Because companies, vendors and creditors use your cash flow statement, balance sheet and income statement to create credit and strategy decisions, they need to be precise. Inaccuracies, whether they are intentional or unintentional can result in accounting fraud charges. This is what you should know.
Unintentional errors may include duplications, omissions and data entry errors. You may also unintentionally post a credit as a debit or misallocate expenses or transfer incorrect inventory numbers to accounts payable.
Although you may not face prison, your company, its reputation and its finances can experience severe consequences for these errors. In addition, the IRS may charge you penalties and fines.
Fraud typically requires intent. In these cases, you intentionally record the wrong numbers, usually to deceive others. These frauds include overstating company assets, creating false statements, improper revenue recording, fast sales to meet forecasts, not recording losses or expenses properly, omitting or misrepresenting any of your accounting numbers, money laundering, auditing fraud and undisclosed income or expenses. However, you may have difficulty proving that you did not intend fraud in consistent and significant misrepresentations or reporting cases.

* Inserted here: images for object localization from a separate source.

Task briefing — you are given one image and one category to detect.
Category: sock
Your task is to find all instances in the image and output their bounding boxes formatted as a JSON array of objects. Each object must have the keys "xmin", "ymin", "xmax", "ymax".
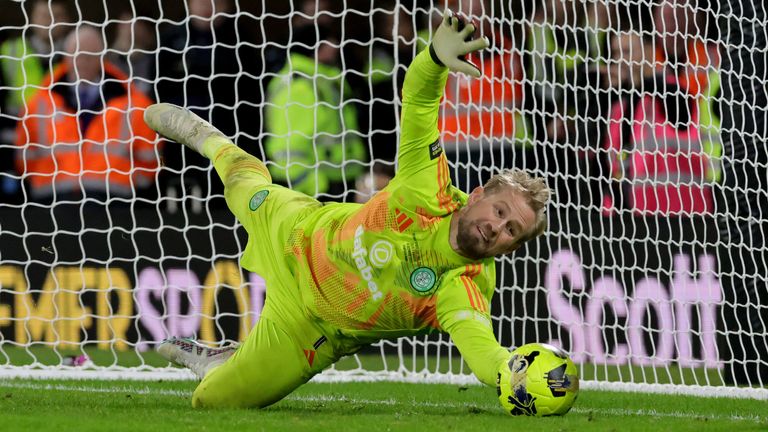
[
  {"xmin": 209, "ymin": 139, "xmax": 272, "ymax": 186},
  {"xmin": 201, "ymin": 135, "xmax": 232, "ymax": 160}
]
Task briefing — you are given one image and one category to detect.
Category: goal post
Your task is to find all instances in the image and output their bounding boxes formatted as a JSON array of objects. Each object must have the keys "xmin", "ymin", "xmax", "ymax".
[{"xmin": 0, "ymin": 0, "xmax": 766, "ymax": 400}]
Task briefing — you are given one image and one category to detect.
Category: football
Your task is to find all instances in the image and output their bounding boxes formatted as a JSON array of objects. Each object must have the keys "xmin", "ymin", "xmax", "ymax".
[{"xmin": 496, "ymin": 343, "xmax": 579, "ymax": 416}]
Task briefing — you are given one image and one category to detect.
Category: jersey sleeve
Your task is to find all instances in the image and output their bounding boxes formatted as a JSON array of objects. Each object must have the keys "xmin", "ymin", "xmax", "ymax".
[
  {"xmin": 387, "ymin": 48, "xmax": 464, "ymax": 218},
  {"xmin": 448, "ymin": 319, "xmax": 510, "ymax": 386},
  {"xmin": 397, "ymin": 48, "xmax": 448, "ymax": 177},
  {"xmin": 436, "ymin": 265, "xmax": 509, "ymax": 386}
]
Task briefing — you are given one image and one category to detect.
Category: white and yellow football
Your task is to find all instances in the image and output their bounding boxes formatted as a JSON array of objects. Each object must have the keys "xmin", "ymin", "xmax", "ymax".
[{"xmin": 497, "ymin": 343, "xmax": 579, "ymax": 416}]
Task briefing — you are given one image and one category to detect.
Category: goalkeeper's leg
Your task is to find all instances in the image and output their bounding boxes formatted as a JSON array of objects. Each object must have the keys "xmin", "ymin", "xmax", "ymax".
[
  {"xmin": 190, "ymin": 295, "xmax": 345, "ymax": 408},
  {"xmin": 144, "ymin": 103, "xmax": 274, "ymax": 223},
  {"xmin": 144, "ymin": 103, "xmax": 319, "ymax": 242}
]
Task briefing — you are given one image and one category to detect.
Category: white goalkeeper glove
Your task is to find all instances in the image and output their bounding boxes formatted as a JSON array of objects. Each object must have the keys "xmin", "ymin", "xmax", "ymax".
[{"xmin": 429, "ymin": 9, "xmax": 490, "ymax": 78}]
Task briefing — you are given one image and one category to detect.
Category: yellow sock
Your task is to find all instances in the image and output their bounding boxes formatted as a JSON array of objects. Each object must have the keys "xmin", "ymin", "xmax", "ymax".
[
  {"xmin": 201, "ymin": 136, "xmax": 232, "ymax": 160},
  {"xmin": 209, "ymin": 139, "xmax": 272, "ymax": 186}
]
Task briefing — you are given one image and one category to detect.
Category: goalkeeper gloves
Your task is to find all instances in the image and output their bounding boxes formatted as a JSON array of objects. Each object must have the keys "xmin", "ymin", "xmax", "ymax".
[{"xmin": 429, "ymin": 9, "xmax": 490, "ymax": 78}]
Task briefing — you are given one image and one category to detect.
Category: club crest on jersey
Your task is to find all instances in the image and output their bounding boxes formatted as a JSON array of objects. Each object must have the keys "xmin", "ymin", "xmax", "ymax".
[
  {"xmin": 249, "ymin": 190, "xmax": 269, "ymax": 211},
  {"xmin": 410, "ymin": 267, "xmax": 436, "ymax": 293}
]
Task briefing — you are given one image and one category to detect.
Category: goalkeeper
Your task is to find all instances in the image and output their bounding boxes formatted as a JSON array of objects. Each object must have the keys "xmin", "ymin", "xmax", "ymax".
[{"xmin": 147, "ymin": 10, "xmax": 550, "ymax": 409}]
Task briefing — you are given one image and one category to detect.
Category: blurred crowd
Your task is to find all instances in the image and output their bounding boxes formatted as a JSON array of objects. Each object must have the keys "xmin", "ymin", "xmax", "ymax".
[{"xmin": 0, "ymin": 0, "xmax": 724, "ymax": 215}]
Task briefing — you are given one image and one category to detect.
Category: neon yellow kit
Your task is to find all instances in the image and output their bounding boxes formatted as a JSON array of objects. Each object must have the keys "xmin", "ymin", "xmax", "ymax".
[{"xmin": 193, "ymin": 48, "xmax": 510, "ymax": 408}]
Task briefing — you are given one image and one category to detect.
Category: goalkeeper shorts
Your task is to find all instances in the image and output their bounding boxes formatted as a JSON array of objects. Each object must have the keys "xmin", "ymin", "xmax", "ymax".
[
  {"xmin": 193, "ymin": 153, "xmax": 355, "ymax": 408},
  {"xmin": 191, "ymin": 288, "xmax": 350, "ymax": 408}
]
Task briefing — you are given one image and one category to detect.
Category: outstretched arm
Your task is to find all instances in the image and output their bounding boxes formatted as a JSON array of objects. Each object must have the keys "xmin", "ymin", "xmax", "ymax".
[
  {"xmin": 397, "ymin": 48, "xmax": 448, "ymax": 175},
  {"xmin": 437, "ymin": 272, "xmax": 509, "ymax": 386},
  {"xmin": 397, "ymin": 10, "xmax": 490, "ymax": 178},
  {"xmin": 448, "ymin": 318, "xmax": 510, "ymax": 386}
]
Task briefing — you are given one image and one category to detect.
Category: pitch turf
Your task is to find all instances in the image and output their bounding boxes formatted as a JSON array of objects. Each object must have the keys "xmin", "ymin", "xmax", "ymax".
[{"xmin": 0, "ymin": 378, "xmax": 766, "ymax": 432}]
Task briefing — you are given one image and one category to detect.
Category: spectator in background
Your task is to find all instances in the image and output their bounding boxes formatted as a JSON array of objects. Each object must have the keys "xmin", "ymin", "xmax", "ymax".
[
  {"xmin": 598, "ymin": 28, "xmax": 656, "ymax": 213},
  {"xmin": 559, "ymin": 4, "xmax": 651, "ymax": 208},
  {"xmin": 522, "ymin": 0, "xmax": 590, "ymax": 144},
  {"xmin": 15, "ymin": 25, "xmax": 159, "ymax": 203},
  {"xmin": 0, "ymin": 0, "xmax": 71, "ymax": 202},
  {"xmin": 412, "ymin": 1, "xmax": 530, "ymax": 192},
  {"xmin": 156, "ymin": 0, "xmax": 261, "ymax": 201},
  {"xmin": 261, "ymin": 0, "xmax": 336, "ymax": 75},
  {"xmin": 360, "ymin": 1, "xmax": 417, "ymax": 163},
  {"xmin": 602, "ymin": 24, "xmax": 715, "ymax": 215},
  {"xmin": 439, "ymin": 0, "xmax": 532, "ymax": 155},
  {"xmin": 653, "ymin": 0, "xmax": 723, "ymax": 182},
  {"xmin": 0, "ymin": 0, "xmax": 70, "ymax": 126},
  {"xmin": 697, "ymin": 42, "xmax": 722, "ymax": 183},
  {"xmin": 520, "ymin": 0, "xmax": 615, "ymax": 202},
  {"xmin": 654, "ymin": 0, "xmax": 710, "ymax": 97},
  {"xmin": 107, "ymin": 9, "xmax": 157, "ymax": 97},
  {"xmin": 263, "ymin": 9, "xmax": 366, "ymax": 201}
]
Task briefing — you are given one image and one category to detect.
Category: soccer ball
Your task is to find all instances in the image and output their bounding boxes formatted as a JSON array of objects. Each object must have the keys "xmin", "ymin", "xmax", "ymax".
[{"xmin": 496, "ymin": 343, "xmax": 579, "ymax": 416}]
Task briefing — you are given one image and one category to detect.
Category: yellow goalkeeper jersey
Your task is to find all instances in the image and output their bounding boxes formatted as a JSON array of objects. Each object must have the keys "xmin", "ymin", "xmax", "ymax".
[{"xmin": 284, "ymin": 50, "xmax": 510, "ymax": 385}]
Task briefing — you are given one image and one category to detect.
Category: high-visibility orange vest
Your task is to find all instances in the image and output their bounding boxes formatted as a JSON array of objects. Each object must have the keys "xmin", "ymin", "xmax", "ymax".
[
  {"xmin": 655, "ymin": 40, "xmax": 712, "ymax": 96},
  {"xmin": 439, "ymin": 41, "xmax": 529, "ymax": 146},
  {"xmin": 16, "ymin": 61, "xmax": 160, "ymax": 199}
]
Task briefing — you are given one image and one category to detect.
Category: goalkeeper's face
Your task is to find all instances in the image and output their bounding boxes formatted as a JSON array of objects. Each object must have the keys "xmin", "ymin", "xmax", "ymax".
[{"xmin": 455, "ymin": 186, "xmax": 537, "ymax": 260}]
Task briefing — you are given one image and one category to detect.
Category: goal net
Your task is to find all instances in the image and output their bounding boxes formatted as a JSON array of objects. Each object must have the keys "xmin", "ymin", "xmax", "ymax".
[{"xmin": 0, "ymin": 0, "xmax": 766, "ymax": 399}]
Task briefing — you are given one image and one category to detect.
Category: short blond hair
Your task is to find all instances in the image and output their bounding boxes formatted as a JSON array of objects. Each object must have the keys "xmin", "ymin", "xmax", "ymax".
[{"xmin": 484, "ymin": 168, "xmax": 551, "ymax": 245}]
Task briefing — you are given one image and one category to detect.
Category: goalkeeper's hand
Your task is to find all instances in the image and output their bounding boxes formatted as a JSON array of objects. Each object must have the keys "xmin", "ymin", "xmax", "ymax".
[{"xmin": 429, "ymin": 9, "xmax": 490, "ymax": 78}]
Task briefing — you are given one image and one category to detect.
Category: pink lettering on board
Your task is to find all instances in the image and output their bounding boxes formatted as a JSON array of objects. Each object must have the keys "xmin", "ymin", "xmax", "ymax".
[
  {"xmin": 628, "ymin": 278, "xmax": 674, "ymax": 366},
  {"xmin": 672, "ymin": 254, "xmax": 721, "ymax": 367},
  {"xmin": 585, "ymin": 277, "xmax": 628, "ymax": 365},
  {"xmin": 166, "ymin": 269, "xmax": 201, "ymax": 338},
  {"xmin": 546, "ymin": 250, "xmax": 587, "ymax": 363},
  {"xmin": 135, "ymin": 267, "xmax": 166, "ymax": 351},
  {"xmin": 546, "ymin": 249, "xmax": 722, "ymax": 367}
]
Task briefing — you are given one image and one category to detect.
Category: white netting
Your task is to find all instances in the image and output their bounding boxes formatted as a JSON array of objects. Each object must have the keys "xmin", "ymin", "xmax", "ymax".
[{"xmin": 0, "ymin": 0, "xmax": 766, "ymax": 400}]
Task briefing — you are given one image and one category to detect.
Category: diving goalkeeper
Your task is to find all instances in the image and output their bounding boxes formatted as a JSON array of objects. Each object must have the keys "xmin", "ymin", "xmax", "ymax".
[{"xmin": 147, "ymin": 10, "xmax": 550, "ymax": 409}]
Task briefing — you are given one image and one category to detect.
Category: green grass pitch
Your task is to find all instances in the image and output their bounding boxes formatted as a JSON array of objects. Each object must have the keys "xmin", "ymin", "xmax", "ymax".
[
  {"xmin": 0, "ymin": 347, "xmax": 765, "ymax": 431},
  {"xmin": 0, "ymin": 379, "xmax": 766, "ymax": 431}
]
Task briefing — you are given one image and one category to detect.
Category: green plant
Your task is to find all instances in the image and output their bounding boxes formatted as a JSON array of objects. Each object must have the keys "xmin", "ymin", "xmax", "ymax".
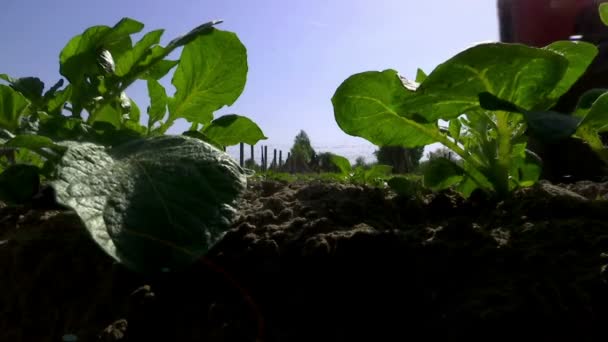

The Sarbanes-Oxley and Securities Exchange Acts of 1933 and 1934 govern the financial reporting for public companies, and SEC can investigate any instance of potential fraud. In addition, private companies are subject to federal securities law’s anti-fraud provisions. If convicted, you may face prison time, fines and disgorgement.
To prevent fraud charges, comply with GAAP requirements, use reputable software and implement rigorous audit processes.